= Year of the Rat, Vietnam, 1972 =

Board wargame published in 1972

Cover of Strategy & Tactics #35, which contained Year of the Rat as a pull-out game

Year of the Rat, Vietnam, 1972 is a board wargame published by Simulations Publications Inc. (SPI) in 1972 that simulates the Easter Offensive that had just happened during the Vietnam War.

==Background==
In March 1972, North Vietnam launched a massive offensive against South Vietnamese and American forces, hoping to achieve either a decisive victory or at least a better bargaining position at the Paris peace talks. The magnitude of the attack caught the defenders off balance, and the fighting continued through the summer of 1972.

==Description==
Year of the Rat is a two-player board wargame where one player controls North Vietnamese forces, and the other player controls South Vietnamese and American forces. North Vietnamese forces start facedown and include "dummy" counters, so that the other player is unsure of the disposition of combat strengths. With a large 22" x 34" hex grid map of South Vietnam and parts of Cambodia, 200 die-cut counters, and rules about helicopter transport, unit supply and air strikes, the game has been characterized as "moderately complex.". The North Vietnamese have the ability to move off-road, but the Allied player's American units enjoy air mobility via helicopters, and the firepower of B-52 bombing raids.

===Gameplay===
The game uses a series of "I Go, You Go" alternating turns, in which the North Vietnamese player first moves and initiates combat. The American player then has the same opportunity, with the addition of naval and air bombardment. This completes one turn, which represents one week of the 13-week offensive. The game ends after 13 turns.

===Scenarios===
The game comes with three scenarios:
1. Historical: Both players use historical orders of battle and troop placements.
2. Variable Orders of Battle: A "what if?" scenario in which each player can choose from a list of six possible orders of battle.
3. Free placement: Another "what if?" scenario. The historical orders of battle are used but both players choose the starting locations for their forces.

==Publication history==

In the late 1960s, John Prados had become interested in board wargames while in high school. While studying political science at Columbia University, Prados designed a wargame about the just completed Easter Offensive in Vietnam and offered it to the new wargame publisher SPI. Company co-founder Jim Dunnigan liked the premise and accepted it for publication but found the game mechanics unworkable, later writing, "I had to completely re-design it to get it to work." Dunnigan's revisions were extensive enough that although Prados was given credit for game design, Dunnigan was credited for game-system design. In November 1972, only a few months after the end of the Easter Offensive, SPI released Year of the Rat as a pull-out game with graphic design by Redmond A. Simonsen in Strategy & Tactics #35. The game was also released in SPI's new "flat pack" plastic box with integrated counter tray.

==Reception==
SPI co-founder Jim Dunnigan noted that Year of the Rat "Got high praise from players with access to classified details of actual operations." However, in a 1976 poll conducted by SPI to determine the most popular board wargames in North America, Year of the Rat placed a poor 159th out of 202 games.

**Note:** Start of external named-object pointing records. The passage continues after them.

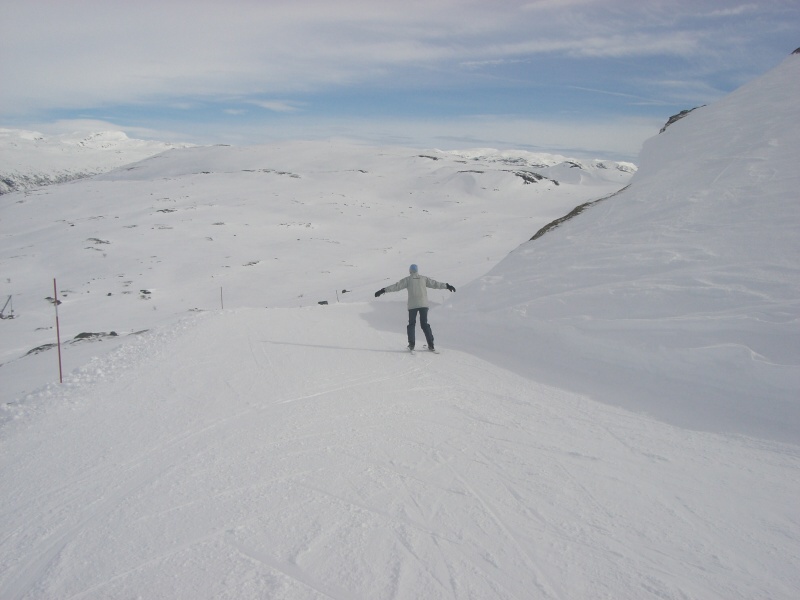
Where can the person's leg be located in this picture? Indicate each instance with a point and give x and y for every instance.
(412, 325)
(426, 328)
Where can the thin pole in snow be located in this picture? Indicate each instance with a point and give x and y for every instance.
(58, 332)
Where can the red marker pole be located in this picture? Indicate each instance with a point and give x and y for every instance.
(58, 332)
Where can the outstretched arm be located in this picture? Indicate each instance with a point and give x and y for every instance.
(436, 285)
(395, 287)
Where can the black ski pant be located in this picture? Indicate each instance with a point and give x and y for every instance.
(423, 322)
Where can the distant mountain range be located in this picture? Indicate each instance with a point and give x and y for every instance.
(29, 159)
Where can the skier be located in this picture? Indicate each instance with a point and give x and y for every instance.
(417, 285)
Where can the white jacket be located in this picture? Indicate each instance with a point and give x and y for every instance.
(416, 285)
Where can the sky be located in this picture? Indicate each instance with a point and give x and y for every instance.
(585, 77)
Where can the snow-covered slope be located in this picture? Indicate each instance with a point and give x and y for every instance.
(29, 159)
(298, 451)
(679, 296)
(284, 225)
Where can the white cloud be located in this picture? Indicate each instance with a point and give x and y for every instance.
(277, 105)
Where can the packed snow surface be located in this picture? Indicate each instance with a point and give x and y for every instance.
(219, 434)
(29, 159)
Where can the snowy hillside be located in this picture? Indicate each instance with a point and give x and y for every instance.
(29, 159)
(285, 225)
(277, 448)
(679, 296)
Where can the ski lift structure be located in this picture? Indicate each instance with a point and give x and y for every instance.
(10, 306)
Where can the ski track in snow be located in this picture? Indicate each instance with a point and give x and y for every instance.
(377, 475)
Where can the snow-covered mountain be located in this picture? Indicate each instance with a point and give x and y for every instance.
(29, 159)
(680, 295)
(283, 225)
(276, 448)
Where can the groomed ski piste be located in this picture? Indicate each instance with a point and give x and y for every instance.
(614, 413)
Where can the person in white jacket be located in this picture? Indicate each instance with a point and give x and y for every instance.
(417, 286)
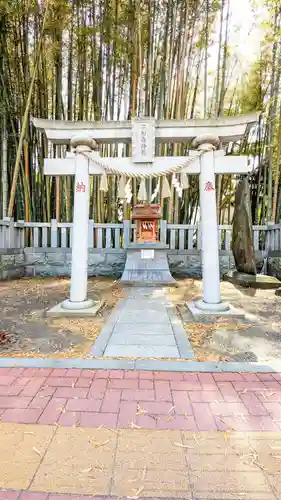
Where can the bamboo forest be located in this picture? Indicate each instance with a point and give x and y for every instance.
(99, 60)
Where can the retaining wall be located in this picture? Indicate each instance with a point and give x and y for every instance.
(12, 263)
(15, 263)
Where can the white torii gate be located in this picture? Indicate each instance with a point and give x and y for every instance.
(207, 162)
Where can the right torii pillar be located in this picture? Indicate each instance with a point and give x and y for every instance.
(209, 167)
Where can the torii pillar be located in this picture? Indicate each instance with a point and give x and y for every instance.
(78, 304)
(211, 303)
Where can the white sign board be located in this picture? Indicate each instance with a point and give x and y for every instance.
(147, 254)
(143, 141)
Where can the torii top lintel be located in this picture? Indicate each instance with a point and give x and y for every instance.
(170, 131)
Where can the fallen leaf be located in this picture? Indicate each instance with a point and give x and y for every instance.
(136, 496)
(98, 445)
(180, 445)
(87, 470)
(135, 426)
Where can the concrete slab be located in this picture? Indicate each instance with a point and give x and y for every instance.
(147, 340)
(143, 329)
(138, 351)
(133, 317)
(58, 311)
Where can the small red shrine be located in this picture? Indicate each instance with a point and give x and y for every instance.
(146, 218)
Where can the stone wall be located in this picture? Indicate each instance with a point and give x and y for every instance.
(106, 262)
(110, 262)
(12, 263)
(57, 262)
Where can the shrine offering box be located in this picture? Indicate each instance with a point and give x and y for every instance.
(146, 218)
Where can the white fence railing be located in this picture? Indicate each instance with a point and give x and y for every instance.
(187, 237)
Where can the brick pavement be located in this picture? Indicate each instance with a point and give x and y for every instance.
(122, 399)
(71, 434)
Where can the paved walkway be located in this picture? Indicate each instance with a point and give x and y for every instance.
(70, 434)
(144, 324)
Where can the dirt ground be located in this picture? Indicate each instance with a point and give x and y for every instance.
(25, 332)
(256, 337)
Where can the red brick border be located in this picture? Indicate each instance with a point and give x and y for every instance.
(153, 400)
(28, 495)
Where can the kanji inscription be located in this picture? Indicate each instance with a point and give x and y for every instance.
(208, 186)
(80, 187)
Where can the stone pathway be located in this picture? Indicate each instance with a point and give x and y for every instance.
(70, 434)
(145, 325)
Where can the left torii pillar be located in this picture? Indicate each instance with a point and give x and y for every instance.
(78, 164)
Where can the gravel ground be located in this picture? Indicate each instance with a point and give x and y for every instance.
(256, 337)
(25, 332)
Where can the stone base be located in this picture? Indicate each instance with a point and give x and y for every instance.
(252, 281)
(60, 311)
(147, 271)
(196, 312)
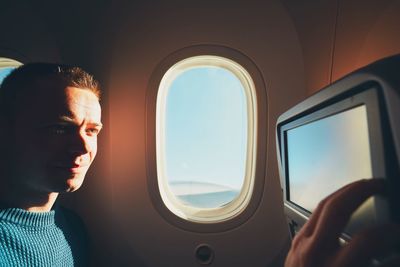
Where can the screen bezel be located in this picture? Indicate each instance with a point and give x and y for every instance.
(363, 95)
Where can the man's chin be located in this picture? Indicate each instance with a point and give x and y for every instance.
(73, 184)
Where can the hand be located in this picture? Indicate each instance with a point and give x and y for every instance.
(317, 243)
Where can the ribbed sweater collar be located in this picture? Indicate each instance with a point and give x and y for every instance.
(27, 218)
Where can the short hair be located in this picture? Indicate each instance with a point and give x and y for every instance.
(26, 77)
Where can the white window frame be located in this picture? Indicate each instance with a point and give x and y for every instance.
(9, 63)
(236, 206)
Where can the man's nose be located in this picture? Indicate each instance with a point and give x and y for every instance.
(79, 144)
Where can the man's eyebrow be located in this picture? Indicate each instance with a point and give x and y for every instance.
(71, 120)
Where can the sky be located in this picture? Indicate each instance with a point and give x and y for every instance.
(206, 128)
(4, 72)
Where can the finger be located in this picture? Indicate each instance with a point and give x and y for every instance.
(338, 208)
(368, 244)
(309, 228)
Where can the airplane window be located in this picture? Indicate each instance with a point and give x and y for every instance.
(6, 66)
(205, 143)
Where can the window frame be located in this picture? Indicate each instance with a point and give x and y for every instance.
(239, 203)
(249, 198)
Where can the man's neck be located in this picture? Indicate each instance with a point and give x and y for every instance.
(30, 201)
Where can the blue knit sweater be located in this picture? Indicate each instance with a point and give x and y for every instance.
(55, 238)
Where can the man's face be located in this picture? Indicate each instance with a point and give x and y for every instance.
(55, 138)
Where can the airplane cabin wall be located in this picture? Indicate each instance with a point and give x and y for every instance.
(298, 47)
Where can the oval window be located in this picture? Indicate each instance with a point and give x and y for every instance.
(205, 138)
(6, 66)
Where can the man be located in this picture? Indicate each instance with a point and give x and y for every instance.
(50, 117)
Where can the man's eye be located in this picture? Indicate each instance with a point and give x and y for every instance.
(59, 129)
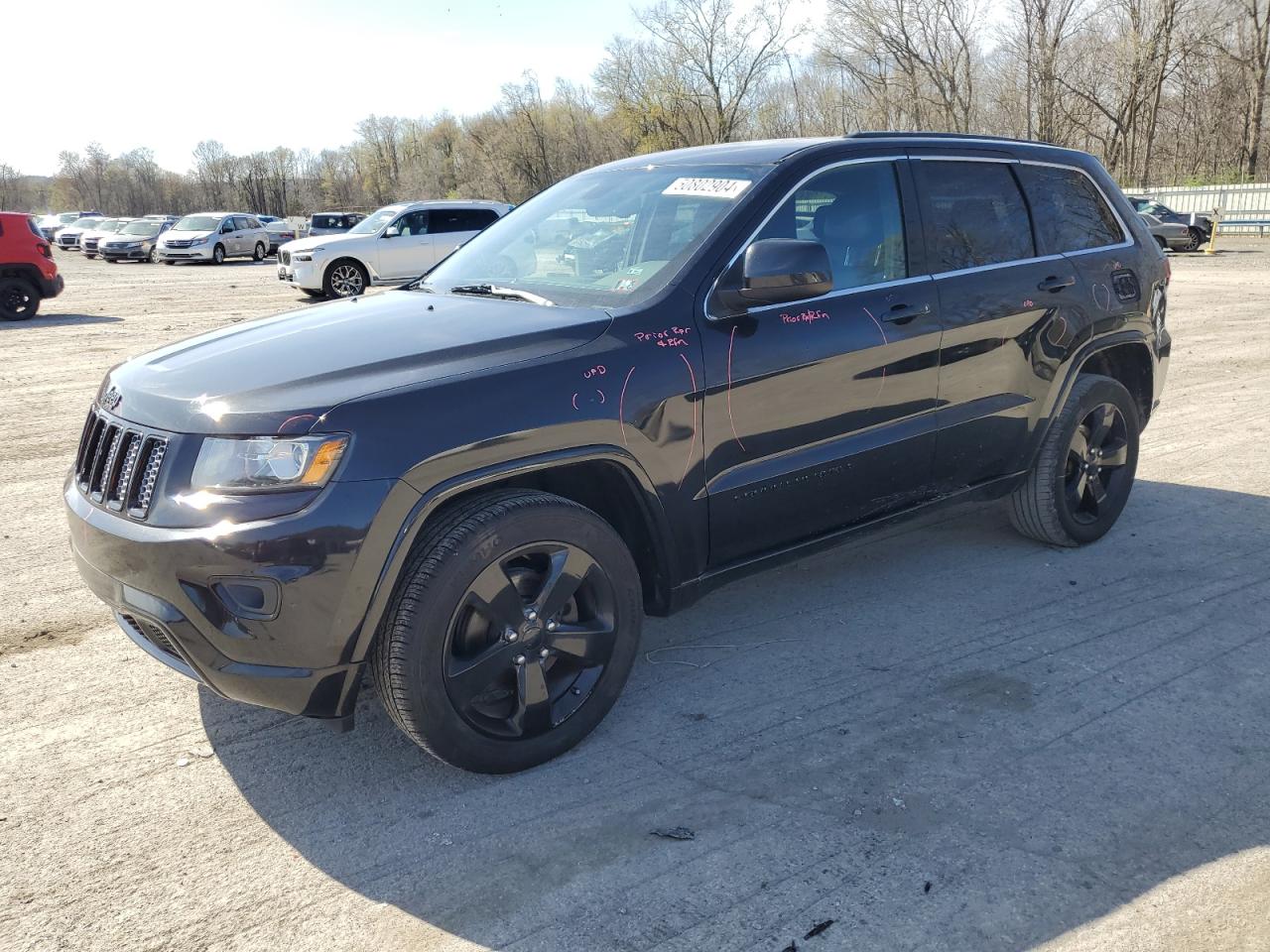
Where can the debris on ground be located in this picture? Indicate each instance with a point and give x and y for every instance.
(818, 928)
(675, 833)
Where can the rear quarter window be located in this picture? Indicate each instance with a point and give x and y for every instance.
(974, 214)
(1069, 209)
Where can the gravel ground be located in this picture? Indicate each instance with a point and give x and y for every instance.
(956, 739)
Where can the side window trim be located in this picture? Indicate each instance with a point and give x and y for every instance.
(897, 160)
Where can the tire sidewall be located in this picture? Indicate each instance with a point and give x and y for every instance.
(1102, 391)
(444, 730)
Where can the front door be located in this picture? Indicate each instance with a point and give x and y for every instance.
(821, 414)
(409, 252)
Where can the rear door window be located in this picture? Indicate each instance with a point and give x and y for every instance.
(1069, 211)
(855, 212)
(973, 214)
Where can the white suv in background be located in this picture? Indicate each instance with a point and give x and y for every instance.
(394, 244)
(213, 236)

In his 1977 book The Comprehensive Guide to Board Wargaming, Nick Palmer complimented the evenness of the game, calling it "Fairly well balanced and skill demanding on both sides (especially the Communists, who lose heavily in all straightforward fights in the open.)" Despite this, Palmer concluded that the game was "not wildly exciting."

In Issue 27 of Moves, Phil Kosnett found that having only one main scenario limited the replayability of Year of the Rat, and proposed four new scenarios simulating the recently concluded March 1975 Ho Chi Minh Campaign by North Vietnam that had quickly brought an end to the Vietnam War.

Likewise Issue 9 of JagdPanther also published new scenarios for Year of the Rat, including a Cambodia variant, and a variant focused on North Vietnam's final March 1975 offensive.

In Issue 18 of Fire & Movement, Rodger B. MacGowan noted, "Year of the Rat is one of the most important games on the Vietnam War and should be in your games library."